The book jacket calls my new novel A Nearly Perfect Copy “a smart and affecting novel of family and forgery set amidst the rarefied international art world. Elm Howells has a loving family and a distinguished career at an elite Manhattan auction house. But after a tragic loss throws her into an emotional crisis, she pursues a reckless course of action that jeopardizes her personal and professional success. Meanwhile, talented artist Gabriel Connois wearies of remaining at the margins of the capricious Parisian art scene, and, desperate for recognition, he embarks on a scheme that threatens his burgeoning reputation. As these narratives converge, with disastrous consequences, A Nearly Perfect Copy boldly challenges our presumptions about originality and authenticity, loss and replacement, and the perilous pursuit of perfection.”

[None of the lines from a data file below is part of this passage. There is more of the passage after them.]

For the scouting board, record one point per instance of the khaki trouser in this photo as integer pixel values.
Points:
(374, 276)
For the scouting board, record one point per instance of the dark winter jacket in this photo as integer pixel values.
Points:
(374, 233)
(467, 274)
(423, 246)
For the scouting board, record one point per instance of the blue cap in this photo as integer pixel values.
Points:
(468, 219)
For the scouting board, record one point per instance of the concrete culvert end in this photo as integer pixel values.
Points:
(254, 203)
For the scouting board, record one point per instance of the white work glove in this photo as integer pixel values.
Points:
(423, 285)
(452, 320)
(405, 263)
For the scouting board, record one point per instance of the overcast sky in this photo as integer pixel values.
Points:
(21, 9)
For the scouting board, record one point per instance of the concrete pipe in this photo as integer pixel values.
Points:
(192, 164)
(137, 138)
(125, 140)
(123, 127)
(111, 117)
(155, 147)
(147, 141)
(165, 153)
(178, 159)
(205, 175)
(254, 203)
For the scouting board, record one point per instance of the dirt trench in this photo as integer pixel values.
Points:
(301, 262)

There is also a subplot involving a famous ceramicist Holocaust survivor and an art dealer seeking reparations for European Jewish families whose art was stolen by the Nazis. But the main protagonists aren’t Jewish. I would argue, though, that it is still a Jewish novel.
Stations West’s characters were outsiders who, through successive generations, never managed to assimilate into American culture. Similarly, Gabriel is a Spanish artist who feels othered by his language and culture. Despite the fact that he’s resided in Paris almost longer than in his native Spain, he views French culture from the outside looking in. The other protagonist, Elm, is likewise alienated, first, because her branch of her illustrious family is out of favor and second because her grief at the death of her son has created a rift between her and reality. She is no longer able to relate to others in her family or at work.
This experience of being simultaneously outside a culture while attempting to assimilate is a particularly Jewish one. The struggle with issues of national identity, of feigning integration in your own country is one that we all deal with every day, and this way of viewing the world—in the case of A Nearly Perfect Copy, a world created by a Jewish author—makes this book in its own way as Jewish as my first novel. Well, almost as Jewish.